Es importante considerar que, en un Estado social de derecho, el crecimiento es inseparable del fortalecimiento y ampliación de la democracia, pues esta es condición necesaria para el reconocimiento irrestricto y la garantía plena de los derechos económicos, sociales, culturales y ambientales. Debe considerarse además que esto es indispensable, en un contexto global de acelerado cabio, y en el que las tentaciones autoritarias y el avance de regímenes autoritarios, amenazan constantemente las capacidades de los Estados para construir un curso de desarrollo sostenible, sustentado en la ampliación constante de las libertades. Para México la ruta debe ser clara: crecer más, con más democracia.

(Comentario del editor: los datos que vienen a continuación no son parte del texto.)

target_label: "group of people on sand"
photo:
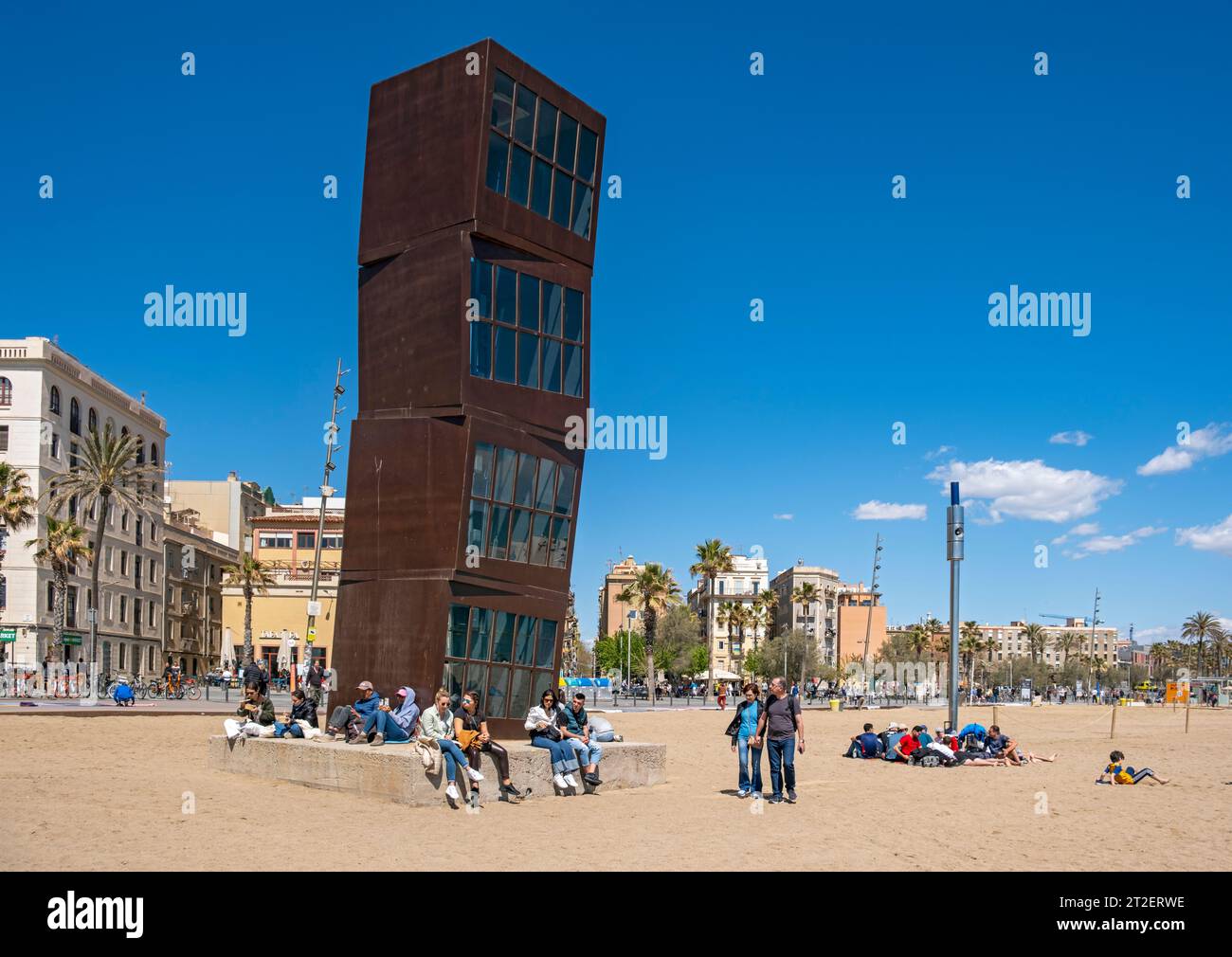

Salir de estas trampas exige una revisión profunda del modelo económico. La estabilidad macroeconómica, aunque valiosa, se ha convertido en un fin en sí mismo, subordinando la política industrial, la innovación tecnológica y la inversión social. México requiere recuperar la capacidad planificadora del Estado, promover una inversión pública contracíclica y fomentar sectores estratégicos con alto valor agregado. Ello implica fortalecer la banca de desarrollo, articular cadenas productivas regionales y reconfigurar los incentivos fiscales hacia la innovación, la transición energética y la infraestructura social. Sin una nueva arquitectura económica, el país seguirá administrando su estancamiento, mientras el rezago social y la desigualdad se consolidan como rasgos estructurales de su desarrollo.
Las consecuencias de no crecer son, en el fondo, las consecuencias de haber renunciado al desarrollo. Una economía que se conforma con la estabilidad, pero que no invierte ni redistribuye, termina siendo funcional para los intereses de unos pocos y disfuncional para el bienestar de la mayoría. El desafío no es solo crecer por crecer, sino crecer para transformar: expandir las capacidades productivas, fortalecer la fiscalidad del Estado y garantizar los derechos humanos como núcleo de la política económica. En ello se juega el verdadero sentido de la economía política: no la administración pasiva del presente, sino la construcción deliberada de un futuro común.